Гринхилл не хотелось идти к Джессике Эдвардс сейчас, когда её тело ещё почти физически ощущало чужие прикосновения, ласки, поцелуи, ей вообще не хотелось расставаться с Дорф, но времени, как и говорила Хильда, было мало. Фредерике нужно было примерить «броню», в которой обитатели галактики должны вести абордажные бои.

Эдвардс явно было не до неё. Она плакала.

— Э, привет, что случилось? — спросила Фредерика. Она не особо знала, что делать в этой ситуации. — Абордажная броня, — добавила она, не дождавшись ответа. — Хильда сказала примерить.

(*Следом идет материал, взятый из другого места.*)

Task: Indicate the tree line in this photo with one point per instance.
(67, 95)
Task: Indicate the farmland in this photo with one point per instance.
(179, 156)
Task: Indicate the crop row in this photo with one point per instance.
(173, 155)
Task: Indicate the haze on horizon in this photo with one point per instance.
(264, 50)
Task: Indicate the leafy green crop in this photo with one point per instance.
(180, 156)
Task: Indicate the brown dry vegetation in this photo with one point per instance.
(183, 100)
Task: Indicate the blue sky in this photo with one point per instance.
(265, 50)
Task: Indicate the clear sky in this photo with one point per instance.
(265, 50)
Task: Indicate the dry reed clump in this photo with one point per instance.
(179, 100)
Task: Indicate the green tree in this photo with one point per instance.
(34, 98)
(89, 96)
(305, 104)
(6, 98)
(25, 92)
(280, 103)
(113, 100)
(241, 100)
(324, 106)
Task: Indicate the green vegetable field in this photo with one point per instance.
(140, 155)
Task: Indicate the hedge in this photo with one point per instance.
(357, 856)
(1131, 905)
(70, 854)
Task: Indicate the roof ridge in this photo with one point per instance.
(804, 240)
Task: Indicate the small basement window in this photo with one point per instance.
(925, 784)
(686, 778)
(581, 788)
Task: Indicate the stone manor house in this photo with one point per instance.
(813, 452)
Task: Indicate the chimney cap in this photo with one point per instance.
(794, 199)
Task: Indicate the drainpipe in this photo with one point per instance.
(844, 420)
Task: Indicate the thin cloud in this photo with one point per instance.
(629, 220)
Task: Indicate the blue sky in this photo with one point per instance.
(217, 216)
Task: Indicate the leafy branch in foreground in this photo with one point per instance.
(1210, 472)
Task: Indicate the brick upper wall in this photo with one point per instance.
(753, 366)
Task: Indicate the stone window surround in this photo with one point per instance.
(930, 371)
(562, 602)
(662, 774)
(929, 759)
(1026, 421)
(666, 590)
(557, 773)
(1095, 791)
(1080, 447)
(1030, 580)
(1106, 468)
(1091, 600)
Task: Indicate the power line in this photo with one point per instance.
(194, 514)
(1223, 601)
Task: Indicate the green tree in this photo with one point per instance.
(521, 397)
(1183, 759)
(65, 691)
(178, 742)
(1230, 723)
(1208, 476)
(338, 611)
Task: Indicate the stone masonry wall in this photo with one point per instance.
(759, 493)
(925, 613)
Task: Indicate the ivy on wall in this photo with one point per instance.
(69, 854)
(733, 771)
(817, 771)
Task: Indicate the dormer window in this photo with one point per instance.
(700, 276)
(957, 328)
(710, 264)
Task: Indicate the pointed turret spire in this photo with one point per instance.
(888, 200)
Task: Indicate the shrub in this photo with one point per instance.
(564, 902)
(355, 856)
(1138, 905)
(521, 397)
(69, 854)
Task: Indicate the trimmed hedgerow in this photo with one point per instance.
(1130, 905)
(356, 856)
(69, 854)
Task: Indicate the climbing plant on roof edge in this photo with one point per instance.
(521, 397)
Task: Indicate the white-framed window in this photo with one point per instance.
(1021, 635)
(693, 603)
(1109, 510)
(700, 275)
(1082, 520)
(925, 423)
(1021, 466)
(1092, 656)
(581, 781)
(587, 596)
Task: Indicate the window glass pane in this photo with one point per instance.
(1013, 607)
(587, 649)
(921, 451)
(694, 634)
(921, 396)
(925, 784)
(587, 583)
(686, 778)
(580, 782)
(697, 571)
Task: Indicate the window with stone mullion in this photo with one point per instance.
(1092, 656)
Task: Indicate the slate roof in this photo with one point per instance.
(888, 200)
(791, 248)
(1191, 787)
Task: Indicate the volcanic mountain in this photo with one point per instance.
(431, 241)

— Да, конечно, — печально ответила Джессика, притащив какое-то странное нечто с респиратором и… огромную пластиковую секиру. — Извини, я немного плохо себя чувствую.

— Да ничего, — Гринхилл с некоторым сомнением натянула на себя нечто и выполнила несколько выпадов и стоек. Зачем в космосе секира, ей было совершенно непонятно, но Фредерика на всякий случай покрутила её в руках. — Слишком легкая, — заметила она. — Будет видно, что не требуется никаких усилий, чтобы поднять. Реальное оружие всегда тяжелое и даёт отдачу… — нечто треснуло, когда она попыталась изобразить очередной прыжок. — Извини, кажется, оно сковывает движения в бою.

— Опять переделывать, — с тоской проговорила Эдвардс. — Мало мне этого плаща с эполетами…

— Зато белые штаны вроде всем нравятся, — со скрытой ненавистью заметила Фредерика, снимая с себя порванное нечто. — Как тебе в голову пришла такая идея, кстати?